The purpose of the first step in exploration is to spend time investigating the clients’ current career situation, the challenges they are facing, and their overall goals. It is also intended to get them thinking about their career in a different way—in the broader context of their life as a whole. Doing so will help the CM get to know them better as people, as well as getting to know what is currently going on in their life and career. It will also help clients to organize and clarify their thoughts, which will help them better define and communicate career needs and goals.
CMs will begin with a discussion of career influences and other important considerations for the client’s career decision making. Then, the client will spend some time reflecting on and recording their initial career thoughts, goals, questions, and concerns. CMs will use what they collect during this step as input later.
Gathering Client Information
Before you can begin to effectively coach a client, you must gather personal information. This information is typically stored in many places such as an intake form, electronic file system, manual file system, email contact files or a CRM system. There is no right way to store the data, but you must take measures to ensure the information is secure and maintained so that confidentiality can be maintained. Basic information include:
- Marital status
- Current job title
- Work status (employed, unemployed)
Background information is important because it gives you insight into why your client thinks and acts the way they do. It reveals certain family expectations and beliefs that could impact the coaching or career change process.
- Family structure
- Parental occupations
- Educational background
- Work history
- Outside interests
- Health issues
You will also begin to gather critical information from clients during the first few meetings.
- What brings you here?
- Why now?
- Why did you select me as a coach?
- What do you know about the career coaching process?
- What barriers are you experiencing that are holding you back from achieving your goals?
- What have you done to date to facilitate change?
- When and where were you born?
- What is your current financial status? (Asked to identify any financial pressures.)
- Tell me about your parents, siblings, & significant others.
- Tell me about the jobs you have had (summary only).
- Are you married? How old is your spouse? What does s/he do?
- Do you have any children? How old are they? What grades are they in?
- Are there any other members in your family? (Anything that might impact the client’s career.)
- Did you go to college/graduate school (or high school if no college)? (Degrees earned or incomplete.)
- Did you or do you participate in any extracurricular activities?
- Do you have any other training or certificates? Have you attended any workshops? Are you continuing your adult education? Are you getting a license, etc.?
- What is your occupational history?
- What did you like about each job? Dislike? Why?
- How well were needs (money, status, environment, social needs, intellectual stimulation) met?
- How were values met or unmet on each job?

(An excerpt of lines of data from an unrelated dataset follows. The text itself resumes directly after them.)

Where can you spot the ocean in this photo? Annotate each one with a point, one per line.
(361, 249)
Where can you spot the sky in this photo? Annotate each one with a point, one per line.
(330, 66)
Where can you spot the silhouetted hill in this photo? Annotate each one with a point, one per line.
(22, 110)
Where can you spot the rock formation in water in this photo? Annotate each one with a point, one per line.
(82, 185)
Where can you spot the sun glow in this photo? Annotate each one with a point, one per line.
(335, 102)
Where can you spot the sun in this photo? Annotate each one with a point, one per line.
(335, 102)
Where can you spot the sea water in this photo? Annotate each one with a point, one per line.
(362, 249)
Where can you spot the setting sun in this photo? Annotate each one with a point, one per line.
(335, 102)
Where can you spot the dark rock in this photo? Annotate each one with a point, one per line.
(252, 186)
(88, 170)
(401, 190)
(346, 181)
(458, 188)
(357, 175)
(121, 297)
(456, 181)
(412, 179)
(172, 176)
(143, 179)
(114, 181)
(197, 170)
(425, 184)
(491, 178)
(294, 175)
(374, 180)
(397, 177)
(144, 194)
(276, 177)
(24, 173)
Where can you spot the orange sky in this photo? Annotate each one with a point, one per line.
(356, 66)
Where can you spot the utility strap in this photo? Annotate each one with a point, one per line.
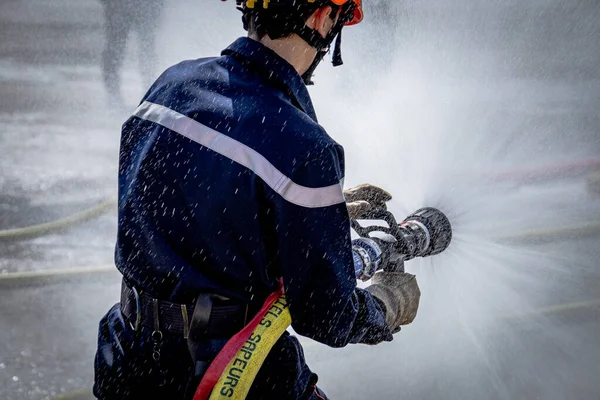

- Why did you leave previous jobs?
- Why are their gaps in your job history?
- What were the pros and cons for your last role? (Ask this of every role.)
- Do you do any volunteer work? Internships? Did you work while in high school?
- Do you have any hobbies?
- Are you a member of any clubs, professional organizations, etc.?
- Do you have any social commitments?
- What kinds of magazines or papers do you subscribe to? (Clarify if the client states “I like to read . . .”)
- Do you like to work with any specific tools or equipment (including office machinery)?
Vocation/World of Work
- What are your beliefs about the world of work? How did you form these messages or beliefs?
- How did you envision your career when you were young?
- What kinds of career ideas do you have now?
- Where did they come from?
- Have you done anything about them?
- What actions have you taken and what were the results?
- Do you have a “dream” job?
- What are your strengths/needs/fears?
- What are your job requirements? [Salary, geographic/commute, values, setting (big/small, public/private, supervision/autonomy/self-employment)]
- Are there any potential hurdles that you may encounter, such as DMV, transportation, convictions, substance abuse, child/spouse/parent care, stressors (family, finances, health, etc.)?
- Did your past career decisions result from chance, circumstance, word of mouth, planning, or another process?
- Who influenced your career choices?
- Is this situation a crisis or is timing flexible?
Once you have enough information, you can begin to assimilate it and really get to understand the client and his/her goals. It is at this point that you can begin to add value and help them achieve their desired career goals.